Pour trouver la perle rare, les RH et les managers doivent attacher une importance particulière au diplôme et à l'expérience professionnelle. Mais, il est également vital de cerner les soft skills. Voici comment faire.

Les compétences techniques sont souvent prises en compte lors d’un recrutement. Des compétences qui proviennent d’un apprentissage et qui sont appuyées par des diplômes ou des expériences passées. Plus communément appelées hard skills, elles sont désormais opposées aux soft skills. Ces compétences, parfois difficilement identifiables par les recruteurs, sont pourtant essentielles sur le long terme. Ces aptitudes personnelles permettent d’anticiper la capacité du candidat à s’intégrer et à s’épanouir dans son environnement de travail. Il faut donc les déceler au plus vite, et surtout, miser sur ces soft skills dès le début du processus de recrutement.

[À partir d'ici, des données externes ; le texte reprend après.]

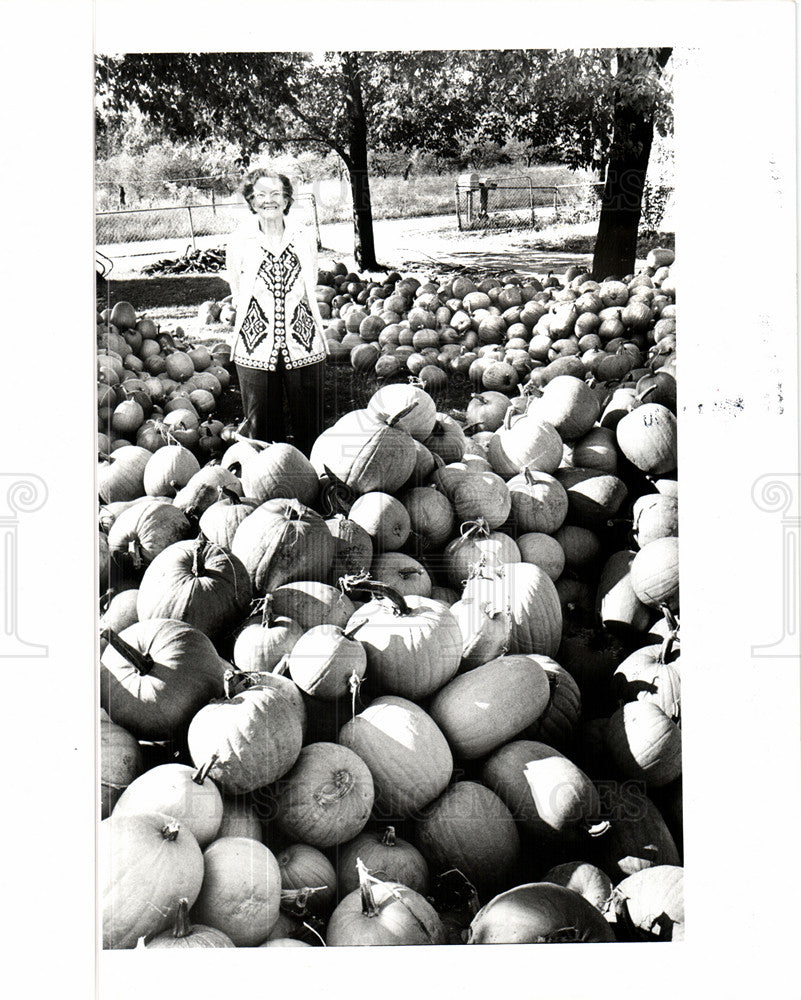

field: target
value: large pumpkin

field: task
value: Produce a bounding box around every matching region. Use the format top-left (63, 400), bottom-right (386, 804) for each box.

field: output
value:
top-left (340, 581), bottom-right (462, 700)
top-left (275, 743), bottom-right (375, 847)
top-left (325, 861), bottom-right (445, 947)
top-left (100, 618), bottom-right (226, 740)
top-left (187, 687), bottom-right (303, 795)
top-left (192, 837), bottom-right (281, 948)
top-left (481, 740), bottom-right (609, 840)
top-left (429, 655), bottom-right (551, 760)
top-left (108, 499), bottom-right (192, 569)
top-left (231, 500), bottom-right (335, 594)
top-left (339, 695), bottom-right (453, 822)
top-left (415, 781), bottom-right (520, 899)
top-left (309, 410), bottom-right (417, 496)
top-left (136, 535), bottom-right (252, 636)
top-left (467, 882), bottom-right (615, 944)
top-left (98, 813), bottom-right (203, 948)
top-left (462, 562), bottom-right (562, 656)
top-left (241, 442), bottom-right (319, 506)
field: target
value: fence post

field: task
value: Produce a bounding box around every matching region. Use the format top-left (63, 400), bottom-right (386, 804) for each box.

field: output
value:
top-left (186, 205), bottom-right (197, 250)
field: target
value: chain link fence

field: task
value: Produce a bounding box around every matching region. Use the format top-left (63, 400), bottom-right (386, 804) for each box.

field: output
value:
top-left (95, 193), bottom-right (321, 256)
top-left (455, 173), bottom-right (673, 231)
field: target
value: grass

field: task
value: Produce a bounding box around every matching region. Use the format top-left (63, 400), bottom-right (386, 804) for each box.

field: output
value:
top-left (96, 165), bottom-right (592, 246)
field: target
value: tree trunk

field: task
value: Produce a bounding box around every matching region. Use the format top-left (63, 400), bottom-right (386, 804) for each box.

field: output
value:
top-left (343, 52), bottom-right (382, 271)
top-left (592, 48), bottom-right (671, 281)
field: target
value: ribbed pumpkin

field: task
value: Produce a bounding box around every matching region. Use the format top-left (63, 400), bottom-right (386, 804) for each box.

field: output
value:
top-left (325, 860), bottom-right (445, 948)
top-left (481, 740), bottom-right (609, 839)
top-left (97, 444), bottom-right (152, 503)
top-left (615, 403), bottom-right (677, 476)
top-left (233, 595), bottom-right (304, 673)
top-left (631, 537), bottom-right (679, 614)
top-left (611, 865), bottom-right (684, 941)
top-left (520, 653), bottom-right (581, 752)
top-left (271, 580), bottom-right (356, 631)
top-left (145, 897), bottom-right (236, 948)
top-left (467, 389), bottom-right (509, 431)
top-left (309, 410), bottom-right (417, 496)
top-left (367, 385), bottom-right (437, 441)
top-left (348, 492), bottom-right (411, 552)
top-left (542, 861), bottom-right (612, 913)
top-left (429, 655), bottom-right (551, 760)
top-left (338, 826), bottom-right (429, 896)
top-left (592, 781), bottom-right (681, 883)
top-left (275, 844), bottom-right (337, 917)
top-left (431, 465), bottom-right (512, 529)
top-left (242, 442), bottom-right (319, 506)
top-left (142, 444), bottom-right (200, 497)
top-left (507, 467), bottom-right (568, 535)
top-left (370, 552), bottom-right (431, 597)
top-left (423, 413), bottom-right (467, 464)
top-left (442, 521), bottom-right (522, 591)
top-left (288, 619), bottom-right (367, 701)
top-left (487, 407), bottom-right (562, 479)
top-left (192, 837), bottom-right (281, 948)
top-left (606, 701), bottom-right (681, 788)
top-left (100, 618), bottom-right (226, 740)
top-left (114, 764), bottom-right (223, 847)
top-left (631, 493), bottom-right (679, 549)
top-left (467, 882), bottom-right (615, 944)
top-left (275, 743), bottom-right (375, 847)
top-left (536, 375), bottom-right (601, 441)
top-left (98, 813), bottom-right (203, 948)
top-left (187, 687), bottom-right (303, 795)
top-left (325, 514), bottom-right (373, 583)
top-left (596, 549), bottom-right (651, 639)
top-left (415, 781), bottom-right (520, 899)
top-left (231, 500), bottom-right (335, 594)
top-left (612, 636), bottom-right (681, 722)
top-left (462, 562), bottom-right (562, 656)
top-left (100, 719), bottom-right (144, 819)
top-left (108, 499), bottom-right (192, 569)
top-left (556, 469), bottom-right (628, 528)
top-left (451, 599), bottom-right (512, 670)
top-left (339, 695), bottom-right (453, 822)
top-left (340, 581), bottom-right (462, 700)
top-left (136, 535), bottom-right (251, 636)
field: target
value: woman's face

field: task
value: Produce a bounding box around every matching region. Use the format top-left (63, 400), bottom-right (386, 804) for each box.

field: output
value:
top-left (250, 177), bottom-right (287, 219)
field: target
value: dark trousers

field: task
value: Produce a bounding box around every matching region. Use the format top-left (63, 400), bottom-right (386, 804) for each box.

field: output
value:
top-left (236, 361), bottom-right (325, 456)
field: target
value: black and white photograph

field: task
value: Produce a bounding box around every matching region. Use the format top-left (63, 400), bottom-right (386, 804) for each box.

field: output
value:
top-left (0, 0), bottom-right (801, 1000)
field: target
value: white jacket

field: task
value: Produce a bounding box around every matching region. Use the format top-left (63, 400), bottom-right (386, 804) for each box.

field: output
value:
top-left (226, 215), bottom-right (327, 371)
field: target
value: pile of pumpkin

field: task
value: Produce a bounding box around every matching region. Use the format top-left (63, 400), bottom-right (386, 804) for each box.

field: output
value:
top-left (98, 254), bottom-right (683, 948)
top-left (317, 248), bottom-right (676, 395)
top-left (97, 302), bottom-right (231, 462)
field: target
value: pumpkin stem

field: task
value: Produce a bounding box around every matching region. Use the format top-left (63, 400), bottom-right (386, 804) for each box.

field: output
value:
top-left (161, 819), bottom-right (181, 840)
top-left (387, 399), bottom-right (417, 427)
top-left (312, 771), bottom-right (355, 809)
top-left (192, 753), bottom-right (217, 785)
top-left (356, 858), bottom-right (379, 917)
top-left (128, 538), bottom-right (142, 569)
top-left (172, 896), bottom-right (192, 938)
top-left (341, 576), bottom-right (412, 615)
top-left (100, 626), bottom-right (155, 677)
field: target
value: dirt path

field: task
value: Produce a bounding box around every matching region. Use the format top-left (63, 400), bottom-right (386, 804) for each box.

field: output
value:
top-left (98, 215), bottom-right (608, 279)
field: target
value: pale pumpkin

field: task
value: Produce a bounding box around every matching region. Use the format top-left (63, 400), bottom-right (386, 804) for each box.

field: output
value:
top-left (339, 695), bottom-right (453, 821)
top-left (275, 742), bottom-right (375, 848)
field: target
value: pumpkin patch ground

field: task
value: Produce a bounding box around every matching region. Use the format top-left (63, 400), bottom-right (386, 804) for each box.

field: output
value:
top-left (97, 249), bottom-right (684, 948)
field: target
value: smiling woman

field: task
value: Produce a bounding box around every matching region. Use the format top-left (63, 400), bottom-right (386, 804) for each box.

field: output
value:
top-left (227, 168), bottom-right (327, 455)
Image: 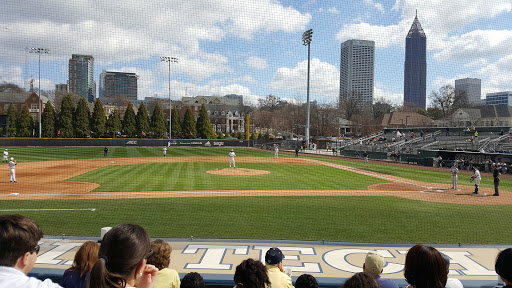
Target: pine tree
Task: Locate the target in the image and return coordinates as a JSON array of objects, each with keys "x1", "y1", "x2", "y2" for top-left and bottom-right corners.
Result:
[
  {"x1": 57, "y1": 94, "x2": 75, "y2": 138},
  {"x1": 181, "y1": 107, "x2": 197, "y2": 139},
  {"x1": 123, "y1": 102, "x2": 137, "y2": 137},
  {"x1": 171, "y1": 107, "x2": 183, "y2": 139},
  {"x1": 73, "y1": 97, "x2": 91, "y2": 138},
  {"x1": 151, "y1": 103, "x2": 167, "y2": 138},
  {"x1": 7, "y1": 103, "x2": 18, "y2": 137},
  {"x1": 107, "y1": 110, "x2": 123, "y2": 138},
  {"x1": 136, "y1": 103, "x2": 149, "y2": 137},
  {"x1": 196, "y1": 104, "x2": 213, "y2": 139},
  {"x1": 90, "y1": 98, "x2": 107, "y2": 138},
  {"x1": 16, "y1": 105, "x2": 34, "y2": 137},
  {"x1": 41, "y1": 100, "x2": 56, "y2": 138}
]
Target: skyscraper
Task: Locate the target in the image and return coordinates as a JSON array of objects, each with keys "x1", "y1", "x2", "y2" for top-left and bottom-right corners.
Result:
[
  {"x1": 68, "y1": 54, "x2": 96, "y2": 102},
  {"x1": 99, "y1": 71, "x2": 139, "y2": 104},
  {"x1": 340, "y1": 39, "x2": 375, "y2": 107},
  {"x1": 455, "y1": 78, "x2": 483, "y2": 104},
  {"x1": 404, "y1": 14, "x2": 427, "y2": 109}
]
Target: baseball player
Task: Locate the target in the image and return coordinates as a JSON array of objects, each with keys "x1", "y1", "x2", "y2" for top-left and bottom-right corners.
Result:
[
  {"x1": 450, "y1": 162, "x2": 459, "y2": 190},
  {"x1": 471, "y1": 167, "x2": 482, "y2": 195},
  {"x1": 228, "y1": 149, "x2": 236, "y2": 168},
  {"x1": 9, "y1": 157, "x2": 18, "y2": 182}
]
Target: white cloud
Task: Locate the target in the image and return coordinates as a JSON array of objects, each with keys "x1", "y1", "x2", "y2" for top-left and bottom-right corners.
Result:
[
  {"x1": 245, "y1": 56, "x2": 267, "y2": 69},
  {"x1": 270, "y1": 58, "x2": 340, "y2": 99}
]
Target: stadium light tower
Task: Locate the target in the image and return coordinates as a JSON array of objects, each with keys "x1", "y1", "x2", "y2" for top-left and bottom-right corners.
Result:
[
  {"x1": 302, "y1": 29, "x2": 313, "y2": 148},
  {"x1": 160, "y1": 56, "x2": 178, "y2": 139},
  {"x1": 28, "y1": 48, "x2": 50, "y2": 138}
]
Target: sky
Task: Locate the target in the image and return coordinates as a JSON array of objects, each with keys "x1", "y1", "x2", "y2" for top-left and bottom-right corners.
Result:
[{"x1": 0, "y1": 0, "x2": 512, "y2": 105}]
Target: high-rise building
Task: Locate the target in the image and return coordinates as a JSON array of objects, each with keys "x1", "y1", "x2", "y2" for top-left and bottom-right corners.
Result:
[
  {"x1": 99, "y1": 71, "x2": 139, "y2": 103},
  {"x1": 68, "y1": 54, "x2": 96, "y2": 102},
  {"x1": 340, "y1": 39, "x2": 375, "y2": 107},
  {"x1": 404, "y1": 14, "x2": 427, "y2": 109},
  {"x1": 455, "y1": 78, "x2": 483, "y2": 104}
]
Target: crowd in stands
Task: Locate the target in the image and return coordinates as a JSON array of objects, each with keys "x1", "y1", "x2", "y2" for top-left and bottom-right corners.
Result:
[{"x1": 0, "y1": 215, "x2": 512, "y2": 288}]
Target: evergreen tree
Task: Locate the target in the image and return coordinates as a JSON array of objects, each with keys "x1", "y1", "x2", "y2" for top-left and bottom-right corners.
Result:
[
  {"x1": 171, "y1": 107, "x2": 183, "y2": 139},
  {"x1": 107, "y1": 110, "x2": 123, "y2": 138},
  {"x1": 151, "y1": 103, "x2": 167, "y2": 138},
  {"x1": 7, "y1": 103, "x2": 18, "y2": 137},
  {"x1": 123, "y1": 102, "x2": 137, "y2": 137},
  {"x1": 73, "y1": 97, "x2": 91, "y2": 138},
  {"x1": 57, "y1": 94, "x2": 75, "y2": 138},
  {"x1": 181, "y1": 107, "x2": 196, "y2": 139},
  {"x1": 16, "y1": 105, "x2": 34, "y2": 137},
  {"x1": 136, "y1": 103, "x2": 149, "y2": 136},
  {"x1": 196, "y1": 104, "x2": 213, "y2": 139},
  {"x1": 90, "y1": 98, "x2": 107, "y2": 138},
  {"x1": 41, "y1": 100, "x2": 56, "y2": 138}
]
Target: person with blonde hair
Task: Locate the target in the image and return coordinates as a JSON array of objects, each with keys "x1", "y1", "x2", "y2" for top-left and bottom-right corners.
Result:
[{"x1": 60, "y1": 241, "x2": 100, "y2": 288}]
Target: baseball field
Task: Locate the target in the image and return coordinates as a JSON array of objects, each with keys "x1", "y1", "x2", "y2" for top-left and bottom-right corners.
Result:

L’importance de bien choisir

La personnalité. Cette notion n’apparaît pas dans un CV ou dans une lettre de motivation. En revanche, elle peut être décelable lors d’un entretien. Le recruteur ne doit pas se tromper lors de la sélection d’un candidat. Il doit avant tout miser sur le savoir-être de sa futur recrue plutôt que sur son savoir-faire. C’est d’ailleurs ce que confirme cette étude qui montre que l’élément le plus important dans le choix d’un éventuel collaborateur, est la personnalité. Elle arrive en tête (82%) devant l’expérience et le parcours (78%). Avoir des compétences techniques est nécessaire, mais avoir des compétences humaines, relationnelles et émotionnelles l’est tout autant, voire plus. Le savoir-faire peut s’acquérir avec le temps, la personnalité d’un individu, elle, ne change pas. Lors d’un entretien, il est donc indispensable pour le recruteur de pouvoir comprendre la personne en face d’elle.

Faciliter l’intégration

Mieux connaître la personnalité n’est pas seulement nécessaire dans le choix de la future recrue. Cela l’est aussi pour son intégration dans une équipe déjà en place. Ainsi deux questions peuvent se poser. Quel est l'intérêt d'être plus expérimenté si le nouvel employé ne parle à personne ? Que faire si personne ne veut travailler avec le nouveau venu car il n'a aucune empathie ? 

Chacun est unique avec des attentes et des besoins qui lui sont propres. Il faut donc communiquer et discuter avec la nouvelle recrue sur ce qu’elle attend de son futur poste, de son interaction avec les autres, ce qui la stresse ou la met en confiance, si elle partage les mêmes valeurs que l’entreprise. Plus généralement, pour savoir comment elle va évoluer dans son environnement de travail. Il ne faut pas aller contre sa personnalité ou la forcer à la changer pour un poste donné. Sur le long terme, l’employé se retrouvera, forcément, en inconfort, voire pire, en rupture totale avec l’équipe et l’entreprise.

Voir plus loin que le CV

Pour le recruteur, lors d’un entretien, mettre le CV de côté permet d’engager une discussion, un dialogue plus sincère. Faire parler une future recrue sur qui elle est vraiment, ce qui l’intéresse, ce qu’elle attend du poste à pourvoir. C’est une façon de remettre le côté humain au cœur des relations et d’instaurer un climat de confiance entre les deux parties. Quoi de mieux que de parler de soi plutôt que de certaines expériences précédentes qui ne sont pas forcément toujours bien passées. Un nouvel employé qui se sent écouté, compris voudra s’investir et rendra la confiance accordée. En se basant sur le savoir-être de l’individu, c’est un moyen de fidéliser et de penser à l’avenir.

S’accorder le temps de comprendre la personnalité que l’on rencontre, c’est mettre toutes les chances de son côté pour trouver les personnes de confiance dont l’entreprise a besoin.